Oh God don't even ask!!
Basically, I've recently discovered that my ejaculant is a dramatic anti-ageing miracle juice which attacks wrinkles, smoothing away fine lines and deep creases alike. And now, the 'manufacturing process', shall we say, has taken over my life.
I am calling the potion Spunk. I was initially told I had to change the name, because if you want EU accreditation on a medical/cosmetic product (which I did), you're not allowed to call it Spunk unless it's literally just spunk, with no added ingredients.

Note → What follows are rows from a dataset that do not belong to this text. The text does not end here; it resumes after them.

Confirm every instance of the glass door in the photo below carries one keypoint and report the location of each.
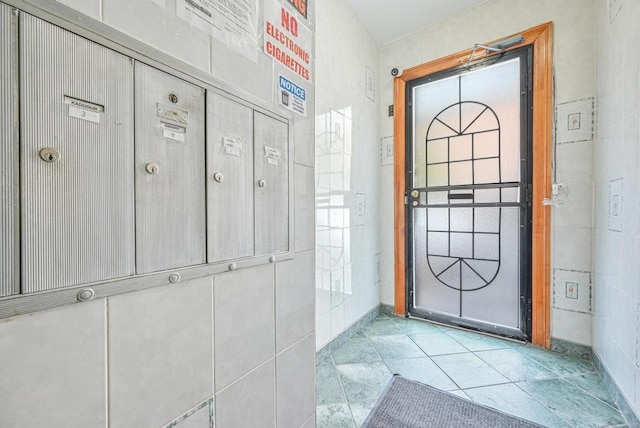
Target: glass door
(469, 182)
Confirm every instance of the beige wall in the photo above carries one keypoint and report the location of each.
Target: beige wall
(347, 160)
(616, 249)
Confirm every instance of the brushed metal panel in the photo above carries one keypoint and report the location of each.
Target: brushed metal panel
(9, 163)
(229, 201)
(170, 204)
(271, 164)
(78, 212)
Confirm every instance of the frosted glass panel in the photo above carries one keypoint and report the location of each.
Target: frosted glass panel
(430, 292)
(466, 135)
(461, 219)
(461, 173)
(438, 219)
(438, 175)
(499, 302)
(486, 171)
(461, 148)
(438, 151)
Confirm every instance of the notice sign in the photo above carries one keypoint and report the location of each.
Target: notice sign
(292, 96)
(287, 40)
(233, 22)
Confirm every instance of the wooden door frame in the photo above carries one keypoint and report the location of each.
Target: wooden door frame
(541, 37)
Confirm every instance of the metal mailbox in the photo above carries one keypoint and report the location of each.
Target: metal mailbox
(230, 179)
(77, 151)
(271, 183)
(169, 177)
(9, 234)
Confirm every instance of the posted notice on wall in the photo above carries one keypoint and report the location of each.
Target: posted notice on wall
(287, 39)
(233, 22)
(292, 96)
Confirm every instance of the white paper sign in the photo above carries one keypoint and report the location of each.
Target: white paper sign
(173, 132)
(232, 146)
(84, 110)
(292, 96)
(233, 22)
(273, 155)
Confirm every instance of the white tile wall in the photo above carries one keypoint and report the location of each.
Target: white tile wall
(88, 7)
(160, 352)
(249, 402)
(304, 208)
(53, 370)
(295, 384)
(617, 169)
(244, 322)
(295, 307)
(346, 159)
(160, 28)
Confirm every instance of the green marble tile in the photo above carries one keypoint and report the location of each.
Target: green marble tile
(514, 365)
(510, 399)
(422, 370)
(394, 347)
(334, 416)
(356, 350)
(411, 326)
(572, 403)
(560, 364)
(460, 393)
(326, 362)
(328, 386)
(364, 381)
(381, 327)
(478, 342)
(361, 410)
(468, 371)
(594, 386)
(437, 343)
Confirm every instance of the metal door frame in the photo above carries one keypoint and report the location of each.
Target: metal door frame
(526, 114)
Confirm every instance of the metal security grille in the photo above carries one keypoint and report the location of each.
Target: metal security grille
(468, 209)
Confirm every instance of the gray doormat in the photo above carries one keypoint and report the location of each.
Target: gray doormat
(408, 404)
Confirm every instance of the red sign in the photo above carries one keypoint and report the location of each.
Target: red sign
(287, 40)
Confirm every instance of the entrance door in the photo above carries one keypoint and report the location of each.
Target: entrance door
(468, 194)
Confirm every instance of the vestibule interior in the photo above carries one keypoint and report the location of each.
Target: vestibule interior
(593, 286)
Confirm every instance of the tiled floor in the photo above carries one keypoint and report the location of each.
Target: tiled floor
(545, 387)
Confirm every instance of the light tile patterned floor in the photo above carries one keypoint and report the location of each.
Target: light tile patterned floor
(545, 387)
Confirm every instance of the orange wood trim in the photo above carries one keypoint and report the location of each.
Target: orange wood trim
(542, 142)
(541, 38)
(399, 153)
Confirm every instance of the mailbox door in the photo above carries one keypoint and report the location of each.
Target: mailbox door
(77, 151)
(271, 145)
(10, 251)
(230, 179)
(169, 165)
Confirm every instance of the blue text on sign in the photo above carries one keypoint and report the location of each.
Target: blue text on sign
(289, 86)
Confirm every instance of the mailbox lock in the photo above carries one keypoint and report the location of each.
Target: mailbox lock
(152, 168)
(49, 155)
(85, 294)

My pro-active formula also contained fresh strawberry juice, so I called it Strunk. Then the supermarket ran out of strawberries so I replaced the strawberry juice with T-Cut. But that resulted in dry skin so I added batter mix. I don't know what it was, exactly, that made me start mixing strawberry juice with spunk and putting it on my face, but after doing it for six weeks I just suddenly woke up with really soft skin and my lines had gone. Once I'd replaced the strawberry juice with T-Cut and batter it gave even better results, but the fragrance wasn't up to much so I sprayed Lynx into it.
There's no set recipe for the unscented potion, so the mix of spunk, T-Cut and batter can vary in proportion. Sometimes it may be 70% spunk, 20% batter and 10% T-Cut. But equally, it could be, say, 54% batter. However, there will never be more T-Cut than batter because that has proven to be tougher on the face than an orbital sander.
Before getting accreditation on a product like this you have to have it assessed by the EU, then they give you a certificate which you can show to Amazon, Bid TV, Dragons' Den or whatever. I thought the EU board would already know all about T-Cut, batter and Lynx so I just sent the spunk. Then the certificate came back stating that not only was I now allowed to call it Spunk, but that I no longer had any actual choice and would
have to do so. So I said: "What d'you mean? I've called it Strunk now and printed all the labels. You said I could only call it Spunk if it was literally just spunk". And they said: "Well it
is literally just spunk". And I said: "Well the sample I sent
you was literally just spunk, but I've already told you the one everyone else gets has got T-Cut, batter and Lynx in it". And they said: "Well why have you just sent spunk if the product's got T-Cut, batter and Lynx in it?" So I said: "Because the proportions are variable and I was assuming you've already tested T-Cut, batter and Lynx." And they said: "So why bother sending the spunk?" And I said: "So you could test it and decide what category it falls into or something". And they said: "Well what the bloody hell category did you think it was gonna fall into, other than the category of 'spunk'?" So I said: "Well not all spunk cures wrinkles does it?" And they said: "How do we know? We don't sit there wanking in front of the telly all night and then putting it on our faces do we?"...
Anyway, fifty or so emails later they requested full details of my manufacturing process. So I sent them a vid of me making the miracle juice in my lounge, with Lolly Badcock and Camilla on the TV. They described my manufacturing process as "total chaos" (the EU, that is, not Lolly and Camilla), and said that because I obviously didn't know what I was doing I'd have to label the product Spunk, then write 'May contain T-Cut, batter and Lynx' underneath.
But to answer the original question, life has now essentially become one long wank.